新聞紙面に掲載される週刊誌の広告は、様々な理由で一部が「黒塗り」になることはしばしばだ。新聞社批判が理由の時もあるが、その多くは性的文言が問題になっている。
これまでは性器などに関する名詞が黒塗りにされることがあったが、今後、出版社と新聞社は「~する」といった動詞をめぐる攻防を繰り広げることになりそうだ。
脇見出しには「そんなことをするのは人間だけ」
月曜日に発売される週刊ポスト(小学館)と週刊現代(講談社)は中高年向けの性に関する特集を組むことが多く、それだけ新聞広告も「黒塗り」になることが多い。
2015年3月30日の朝日新聞朝刊に5段にわたって掲載された週刊現代の広告の左端におどったのが、
「人はなぜアソコを●●たがるのか」
という見出しだ。「~をしたがる」といった何らかの動作を表す部分が黒塗りにされており、見出しとして意味が通じなくなってしまっている。ただ、その脇には、
「新シリーズ セックスと人間の深淵に迫る 第1回」
「そんなことをするのは人間だけ」
という見出しもあるので、性行為に関連する事柄を扱っていることは想像できる。
毎日新聞、読売新聞、東京新聞の3紙では、週刊現代の広告は朝日の半分のサイズ(5段2分の1)で掲載された。見出しの表記は「人は性器をなぜ×××がるのか」。名詞が「性器」と具体的になったものの、やはり動作に関する部分が伏せ字になっている。
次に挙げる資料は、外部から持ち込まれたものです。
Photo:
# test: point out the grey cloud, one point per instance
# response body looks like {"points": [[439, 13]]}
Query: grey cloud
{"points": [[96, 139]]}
朝日とそれ以外の3紙の大きな違いは、伏せ字が「●」か「×」かだ。新聞社側が「×」で事後的に伏せ字に加工することは考えにくく、3紙については、週刊現代側が最初から伏せ字にして広告原稿を出したと考えるのが自然だ。これに対して朝日の伏せ字は「●」。過去に新聞社側が広告主の意に反する形で「黒塗り」する際には「●」で伏せ字になっていたという経緯もあり、朝日側の判断で黒塗りにされた可能性が高い。朝日新聞は過去の広告審査で「性器」という単語の使用を認めなかったこともあり、週刊現代側は「アソコ」と婉曲的に表現しようと試みた可能性がある。それでも黒塗りは免れなかった、ということのようだ。